Sur le web traditionnel, lorsque vous souhaitez accéder à une ressource, vous allez utiliser une URL (Uniform Resource Locator) pour la localiser. Prenons l’exemple de du white paper de Bitcoin, hebergé sur de site Web bitcoin.org :

https://bitcoin.org/bitcoin.pdf

Cette URL est composée de plusieurs informations :

  • https:// : c’est le protocole à utiliser pour accéder à la ressource. Il s’agit, dans cet exemple, du protocole HTTP combiné à un certificat TLS ou SSL, délivré par une autorité de certification.
  • bitcoin.org : c’est le nom de domaine permettant de connaître l’adresse du serveur web où se situe le Web. Il est résolu grâce au système de nom de domaine (DNS), qui permet d’obtenir l’adresse IP du serveur.
  • /bitcoin.pdf : c’est le chemin pour accéder à la ressource disponible sur le serveur. Ici, en l’occurence, il s’agit du nom du fichier.

En entrant cette URL dans votre navigateur web, vous allez accéder à la page web qui est hébergée sur un serveur, situé quelque part sur la planète.

Cet échange est basé sur un modèle client-serveur :

  • Le client (le navigateur web) envoie une requête à un serveur web.
  • Le serveur reçoit les requêtes et répond avec la ressource demandée. La transaction se fait à travers le protocole HTTPS.
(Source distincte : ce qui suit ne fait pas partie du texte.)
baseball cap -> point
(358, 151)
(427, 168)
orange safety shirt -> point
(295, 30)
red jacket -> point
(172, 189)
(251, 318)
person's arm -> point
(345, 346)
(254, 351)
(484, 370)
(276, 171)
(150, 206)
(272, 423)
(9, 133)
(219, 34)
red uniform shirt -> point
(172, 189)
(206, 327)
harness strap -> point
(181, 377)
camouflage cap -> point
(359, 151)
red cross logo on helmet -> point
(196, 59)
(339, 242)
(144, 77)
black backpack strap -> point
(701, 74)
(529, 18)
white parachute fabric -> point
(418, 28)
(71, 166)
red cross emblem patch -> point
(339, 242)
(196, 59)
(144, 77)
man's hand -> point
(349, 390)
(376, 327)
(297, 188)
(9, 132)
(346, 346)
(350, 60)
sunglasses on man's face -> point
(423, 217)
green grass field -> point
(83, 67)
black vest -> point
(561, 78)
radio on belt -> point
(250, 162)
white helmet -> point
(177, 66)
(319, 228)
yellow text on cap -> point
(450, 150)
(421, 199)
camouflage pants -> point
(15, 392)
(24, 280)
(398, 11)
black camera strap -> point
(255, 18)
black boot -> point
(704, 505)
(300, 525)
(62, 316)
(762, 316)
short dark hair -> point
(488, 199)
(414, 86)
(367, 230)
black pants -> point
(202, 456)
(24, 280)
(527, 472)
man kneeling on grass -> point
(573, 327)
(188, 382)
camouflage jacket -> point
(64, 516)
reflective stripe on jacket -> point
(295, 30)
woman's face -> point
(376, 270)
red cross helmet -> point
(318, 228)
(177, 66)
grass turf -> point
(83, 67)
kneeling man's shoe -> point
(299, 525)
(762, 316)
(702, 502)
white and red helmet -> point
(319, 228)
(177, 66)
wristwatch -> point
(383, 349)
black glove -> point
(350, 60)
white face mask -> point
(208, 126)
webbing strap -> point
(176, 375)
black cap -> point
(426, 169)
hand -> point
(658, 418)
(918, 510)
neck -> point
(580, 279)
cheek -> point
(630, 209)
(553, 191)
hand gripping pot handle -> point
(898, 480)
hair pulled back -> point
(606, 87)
IPFS permet d’héberger n’importe quels types de données de manière décentralisée. Elles ne sont pas distribuées par un seul serveur, mais par plusieurs nœuds du réseau, indépendants les uns des autres.

Le système est basé sur une architecture pair-à-pair (P2P), sur laquelle chaque nœud joue le rôle de client et de serveur ; chaque nœud peut accéder et distribuer des données. Le protocole d’échange est donc un équivalent du protocole HTTP, mais avec un paradigme différent.

Pour accéder à une ressource sur IPFS, le protocole ne se base pas sur sa localisation, mais sur son contenu. Chaque ressource est représentée par un identifiant unique, défini par son contenu (CID ou Content Identifier). Reprenons l’exemple précédent ; le white paper de Bitcoin est hébergé sur IPFS. Il est identifié de cette façon :

QmRA3NWM82ZGynMbYzAgYTSXCVM14Wx1RZ8fKP42G6gjgj

Pour accéder au fichier, il faut passer par un nœud connecté au réseau IPFS. Si vous n’avez pas de nœud IPFS sur votre ordinateur, il est possible d’utiliser une extension de navigateur ou un service web qui permet d’interroger un nœud mis à disposition par quelqu’un d’autre. C’est ce qu’on appelle une passerelle. Par exemple, vous pouvez utiliser celles mises à disposition par IPFS, Cloudflare ou encore Infura.

https://ipfs.io/ipfs/QmRA3NWM82ZGynMbYzAgYTSXCVM14Wx1RZ8fKP42G6gjgj

Pour interagir avec IPFS, il est donc possible d’utiliser des passerelles, mais aussi des logiciels, extensions de navigateurs et d’autres outils dédiés (CLI, API, etc.). Notez qu’il est aussi possible d’utiliser IPFS sur un réseau local et privé.

La décentralisation des données apporte plusieurs propriétés :

  • Disponibilité : les données étant présentes sur plusieurs nœuds, leur disponibilité est accrue.
  • Liberté : n’importe qui peut utiliser IPFS et partager les données qu’il souhaite. Les données sont dupliquées sur plusieurs nœuds indépendants, ce qui rend la censure plus compliquée.
  • Performance : les ressources sont accessibles en pair-à-pair. De ce fait, il n’y a pas besoin d’aller chercher un fichier sur un serveur situé à des milliers de kilomètres si votre voisin l’a déjà. Cela rend donc l’accès aux données plus efficace.

Principe

IPFS est un système collaboratif et participatif, sur lequel chaque fichier est représenté par un identifiant unique. Si personne ne connaît l’identifiant d’un document, personne ne pourra y accéder. D’un autre côté, un document ne peut pas être supprimé d’IPFS s’il y a au moins un nœud du réseau qui le rend disponible.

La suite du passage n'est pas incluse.